Disposto il risarcimento per gli onorevoli di cui erano stati acquisiti i tabulati. Un modus operandi che, secondo il pubblico ministero, rappresentava “una violazione e una indebita intrusione nella vita privata” dei parlamentari. Per il pm capitolino, in sostanza, il sindaco di Napoli ebbe un ruolo secondario nella gestione dell’indagine e dagli esiti processuali emerge che non fosse a conoscenze che quelle utenze si riferivano a parlamentari in carica. Nel chiedere l’assoluzione il pm, riferendosi a de Magistris, ha affermato di “non apprezzare quelli che erano i suoi metodi, la sua ansia ed euforia investigativa e l’uso eccessivo di strumenti come le perquisizioni. Non ho trovato elementi, però, – aveva detto Felici – per dire che lui fosse a conoscenza che si stava commettendo un illecito acquisendo quei tabulati”. Il Tribunale, presieduto da Rosanna Ianniello, però non ha accolto la richiesta della Procura e ha emesso un verdetto di condanna per entrambi gli imputati. Il giudice, pur concedendo le attenuanti generiche ha inflitto anche l’interdizione per un anno dai pubblici uffici. La pena comunque è stata sospesa ed è stata disposta la non menzione nel casellario giudiziario. È stato anche disposto il risarcimento danni materiali e morali dei parlamentari che si videro sequestrare i tabulati telefonici. Si tratta degli onorevoli Sandro Gozi, Romano Prodi, Marco Minniti, Clemente Mastella e Giancarlo Pittelli, dei senatori Francesco Rutelli e Antonio Gentile. In via provvisionale il Tribunale ha stabilito un risarcimento danni di 20mila euro ciascuno per questi personaggi presenti nel processo come parte civile.
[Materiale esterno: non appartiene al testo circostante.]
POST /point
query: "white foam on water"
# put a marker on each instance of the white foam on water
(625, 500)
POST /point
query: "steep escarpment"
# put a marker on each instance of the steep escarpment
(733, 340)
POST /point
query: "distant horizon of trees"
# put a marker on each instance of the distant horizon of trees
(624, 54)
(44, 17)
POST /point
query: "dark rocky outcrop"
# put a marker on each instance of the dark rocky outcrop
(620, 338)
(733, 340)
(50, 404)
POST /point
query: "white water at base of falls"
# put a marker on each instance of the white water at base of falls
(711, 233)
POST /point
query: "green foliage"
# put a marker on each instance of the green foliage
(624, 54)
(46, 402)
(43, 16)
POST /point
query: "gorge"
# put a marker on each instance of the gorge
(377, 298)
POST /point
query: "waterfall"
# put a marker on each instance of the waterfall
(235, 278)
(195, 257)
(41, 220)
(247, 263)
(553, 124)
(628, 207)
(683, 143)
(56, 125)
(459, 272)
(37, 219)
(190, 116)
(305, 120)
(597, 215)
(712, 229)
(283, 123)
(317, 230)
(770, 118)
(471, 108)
Luigi de Magistris: “Ho subito la peggiore delle ingiustizie”. “La mia vita è sconvolta, ho subito la peggiore delle ingiustizie. Sono profondamente addolorato per aver ricevuto una condanna per fatti insussistenti. Ma rifarei tutto, e non cederò alla tentazione di perdere completamente la fiducia nello Stato” dice Luigi de Magistris dopo la condanna. ”In Italia, credo, non esistano condanne per abuso di ufficio non patrimoniale. Sono stato condannato per avere acquisito tabulati di alcuni parlamentari, pur non essendoci alcuna prova che potessi sapere che si trattasse di utenze a loro riconducibili. Prima mi hanno strappato la toga, con un processo disciplinare assurdo e clamoroso, perché ho fatto esclusivamente il mio dovere, dedicando la mia vita alla magistratura, ed ora mi condannano, a distanza di anni, per aver svolto indagini doverose su fatti gravissimi riconducibili anche ad esponenti politici. Non avendo commesso alcun reato, ho la speranza che si possa riformare, in appello, questo gravissimo e inaccettabile errore giudiziario“, sottolinea ancora de Magistris.
“La mia vita è sconvolta e sento di aver subito la peggiore delle ingiustizie, ma non cederò alla tentazione di perdere completamente la fiducia nello Stato. Rifarei tutto, ho giurato sulla Costituzione ed ho sempre pensato che un magistrato abbia il dovere di indagare ad ogni livello, anche quello che riguarda la politica. Oggi, con questa sentenza, di fatto, mi viene detto che non avrei dovuto indagare su alcuni pezzi di Stato, che avrei dovuto fermarmi. Rifarei tutto, perché ho agito con coscienza e rispettando solo la Costituzione. Vado avanti con onestà e rettitudine, principi che hanno sempre animato la mia vita e che una sentenza così ingiusta non può minimamente minare. La Giustizia è più forte della legalità formale intrisa di ingiustizia profonda”, conclude il sindaco di Napoli.
“La sentenza emessa oggi dal tribunale di Roma rende piena giustizia agli uomini politici tra i quali Francesco Rutelli e Clemente Mastella” dicono i legali dei due esponenti politici, gli avvocati Titta e Nicola Madia oltre a Cristina Calamari. “La grave violazione delle prerogative dei parlamentari in questione determinò una violentissima campagna di stampa contro il governo all’epoca in carica”.
Per il sindaco di Terzigno, Domenico Auricchio, tra la condanna e la sospensione furono sufficienti una decina di giorni. In altri casi, per un consigliere comunale di un comune del vesuviano, ci vollero quasi due mesi. Nel Lazio, la sospensione del sindaco di Sperlonga è arrivata circa sette mesi dopo la condanna.